2. The recursive route planning method of claim 1, wherein the distance between the starting point and the destination is obtained and calculated by Global Positioning System (GPS).

3. (canceled)

4. (canceled)

5. The recursive route planning method of claim 1, wherein when an electric vehicle is on, remaining electric power in a battery therein is obtained by coulometric detection method, and when the electric vehicle is off, a modified electric power in the battery is obtained by an open voltage estimation method, and the modified electric power in the battery is used to modify the remaining electric power in the battery when all conditions are meet, wherein a first modified condition is when the battery is in the process of charging, a second modified condition is when the battery is rested for a certain period of time, and a third modified condition is the remaining electric power in the battery is not equal to the modified electric power in the battery.

6. The recursive route planning method of claim 1, wherein the search condition is that whether distance between the starting point and the recharge stations is longer than the mileages for remaining electric power.

7. (canceled)

8. The recursive route planning method of claim 1, further comprising a step of providing an alarm system, wherein when the destination is not set and the mileages for remaining electric power is smaller than the threshold of the alarm system, the alarm system actively provides a list of recharge stations in the area nearby.

9. The recursive route planning method of claim 1, further comprising a step of providing a rear end monitoring system that is used to timely update the information of the recharge stations and the driver, and wirelessly update the information stored in the electric vehicle and timely report the status of the recharge stations in a predetermined area.

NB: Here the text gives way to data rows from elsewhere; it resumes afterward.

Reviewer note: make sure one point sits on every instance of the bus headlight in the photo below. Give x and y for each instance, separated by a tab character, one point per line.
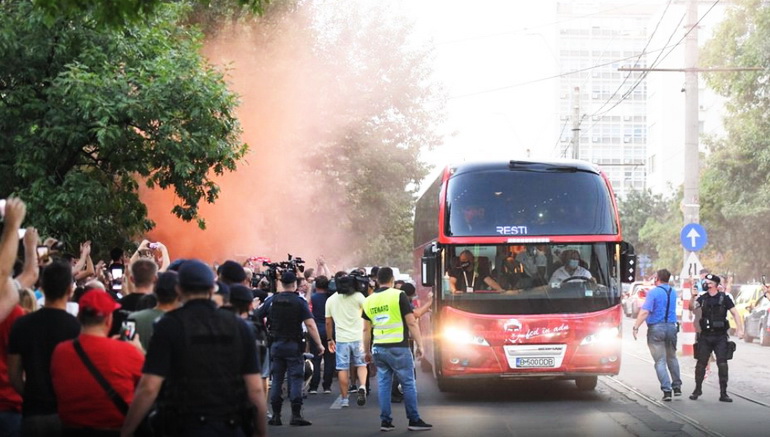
463	336
604	336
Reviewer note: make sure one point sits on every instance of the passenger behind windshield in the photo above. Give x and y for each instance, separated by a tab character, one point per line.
470	275
533	264
571	267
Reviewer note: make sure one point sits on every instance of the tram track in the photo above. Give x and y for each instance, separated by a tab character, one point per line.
708	382
624	389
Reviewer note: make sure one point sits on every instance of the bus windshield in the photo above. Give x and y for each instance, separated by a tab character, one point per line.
529	278
550	201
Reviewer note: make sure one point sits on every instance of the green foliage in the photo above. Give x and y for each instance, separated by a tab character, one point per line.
735	184
116	13
88	113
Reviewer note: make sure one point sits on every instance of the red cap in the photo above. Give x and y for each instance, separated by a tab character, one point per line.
100	301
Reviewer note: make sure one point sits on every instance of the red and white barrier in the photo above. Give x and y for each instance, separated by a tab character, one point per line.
687	332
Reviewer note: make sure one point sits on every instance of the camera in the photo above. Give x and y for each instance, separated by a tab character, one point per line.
351	283
128	330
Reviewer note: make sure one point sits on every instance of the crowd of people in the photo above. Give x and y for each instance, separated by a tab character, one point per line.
144	345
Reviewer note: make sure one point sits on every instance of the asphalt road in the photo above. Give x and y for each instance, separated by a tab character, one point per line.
626	405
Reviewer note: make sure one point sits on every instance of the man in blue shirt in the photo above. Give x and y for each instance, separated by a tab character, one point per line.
659	311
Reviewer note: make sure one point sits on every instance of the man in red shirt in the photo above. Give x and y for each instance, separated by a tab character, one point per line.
83	404
10	400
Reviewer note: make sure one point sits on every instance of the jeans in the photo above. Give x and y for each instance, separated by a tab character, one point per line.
396	361
10	424
286	356
661	339
329	364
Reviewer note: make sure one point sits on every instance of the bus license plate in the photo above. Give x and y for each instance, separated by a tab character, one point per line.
535	362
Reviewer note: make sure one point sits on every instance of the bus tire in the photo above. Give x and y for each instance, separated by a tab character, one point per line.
425	366
586	383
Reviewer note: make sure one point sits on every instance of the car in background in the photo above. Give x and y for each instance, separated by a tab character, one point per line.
756	324
635	299
748	295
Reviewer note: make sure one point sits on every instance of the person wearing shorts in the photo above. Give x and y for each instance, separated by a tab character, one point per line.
344	327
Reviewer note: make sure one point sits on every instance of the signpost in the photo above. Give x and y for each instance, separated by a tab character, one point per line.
693	237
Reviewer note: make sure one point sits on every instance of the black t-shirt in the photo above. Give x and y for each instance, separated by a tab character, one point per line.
706	300
406	308
130	302
167	343
34	337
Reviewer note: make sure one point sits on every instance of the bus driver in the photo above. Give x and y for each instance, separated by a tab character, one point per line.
571	267
469	276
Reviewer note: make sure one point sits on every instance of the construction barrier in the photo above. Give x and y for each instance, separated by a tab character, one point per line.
687	330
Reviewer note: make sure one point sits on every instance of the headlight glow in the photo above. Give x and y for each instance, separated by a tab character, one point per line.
463	336
603	336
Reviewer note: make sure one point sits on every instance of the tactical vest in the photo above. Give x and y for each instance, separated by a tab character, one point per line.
383	310
207	380
713	316
284	319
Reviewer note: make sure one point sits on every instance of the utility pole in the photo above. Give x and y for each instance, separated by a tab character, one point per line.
576	123
691	201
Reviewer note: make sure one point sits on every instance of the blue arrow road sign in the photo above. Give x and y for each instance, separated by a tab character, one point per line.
693	237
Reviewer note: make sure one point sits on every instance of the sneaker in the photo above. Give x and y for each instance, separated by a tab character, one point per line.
361	397
419	425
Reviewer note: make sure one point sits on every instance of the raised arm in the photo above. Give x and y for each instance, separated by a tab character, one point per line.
15	210
28	276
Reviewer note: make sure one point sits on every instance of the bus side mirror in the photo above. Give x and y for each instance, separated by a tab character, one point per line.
627	263
428	269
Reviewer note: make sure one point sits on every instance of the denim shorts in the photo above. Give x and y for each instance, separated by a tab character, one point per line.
350	352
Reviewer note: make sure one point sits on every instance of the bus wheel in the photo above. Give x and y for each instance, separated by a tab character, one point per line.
586	383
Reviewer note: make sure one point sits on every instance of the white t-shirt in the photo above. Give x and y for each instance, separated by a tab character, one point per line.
345	310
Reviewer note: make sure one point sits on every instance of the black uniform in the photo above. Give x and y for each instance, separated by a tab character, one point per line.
285	313
203	353
713	338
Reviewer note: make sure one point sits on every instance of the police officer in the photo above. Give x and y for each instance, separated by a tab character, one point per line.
713	336
206	360
286	311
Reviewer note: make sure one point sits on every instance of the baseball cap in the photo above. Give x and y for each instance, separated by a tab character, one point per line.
288	277
714	278
99	301
232	272
195	275
241	293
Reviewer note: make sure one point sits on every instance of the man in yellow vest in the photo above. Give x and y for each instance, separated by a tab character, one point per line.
388	320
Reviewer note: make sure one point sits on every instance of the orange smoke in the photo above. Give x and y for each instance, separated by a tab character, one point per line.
272	204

10. The recursive route planning method of claim 9, wherein the rear end monitoring system retrieves the location of the vehicle and the mileages for remaining electric power from the driver's information, and receive the coordinate of the closest recharge station from the database of the recharge stations, and further transmit the coordinate of the closest recharge station through GeoSMS to the driver's mobile device or navigation system.